Speaker: Prof. Siddharth Garg , New York University
How can users trust that their everyday computing platforms, CPUs, GPUs and ASICs, are performing computations privately and correctly? Users have good reason to skeptical of the trustworthiness of existing computing systems. For one, most computing hardware is increasingly manufactured off-shore at one of only a few advanced semiconductor foundries. Malicious foundries might pirate and black-market a chip, or potentially even modify its functionality (i.e., insert a hardware Trojan). The first part of this talk will cover my work on how chips can be securely fabricated at untrusted off-shore foundries; the hope is to reap the benefits of advanced manufacturing technology (which might only be available off-shore) without compromising trust. Another reason for skepticism is the move towards edge and cloud computing. Increasingly, expensive computations are outsourced to (a potentially untrusted) cloud, and particularly so with modern machine learning computations that rely on deep learning. The second part of this talk will cover my work on how outsourced training of deep neural networks introduces new security vulnerabilities, particularly the threat of a backdoored neural network (or BadNets), and how these vulnerabilities can be mitigated. I will conclude by highlighting on-going work in my lab on designing robust and secure deep learning accelerators.
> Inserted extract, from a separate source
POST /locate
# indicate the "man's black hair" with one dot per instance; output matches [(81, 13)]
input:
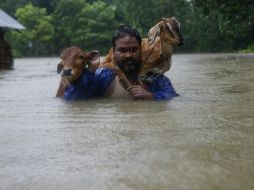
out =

Siddharth Garg is an Assistant Professor at New York University in the ECE department. His general research interests are in computer engineering, and more particularly in secure, reliable and energy-efficient computing. For his work, Siddharth has received the NSF CAREER Award (2015), a "Top Picks in Hardware Security" for his NDSS'15 paper, and best paper awards at the IEEE Symposium on Security and Privacy (S&P) 2016, USENIX Security Symposium 2013, NIPS Machine Learning Security Workshop (2017) and the International Symposium on Quality in Electronic Design (ISQED) in 2009. Siddharth also received the Angel G. Jordan Award from ECE department of Carnegie Mellon University for outstanding thesis contributions and service to the community. He serves on the technical program committee of several top conferences in the area of computer engineering and computer hardware, and has served as a reviewer for several IEEE and ACM journals. He received his Ph.D. degree in Electrical and Computer Engineering from Carnegie Mellon University in 2009, an M.S. from Stanford in 2005 and a B.Tech. degree in Electrical Engineering from the Indian Institute of Technology Madras.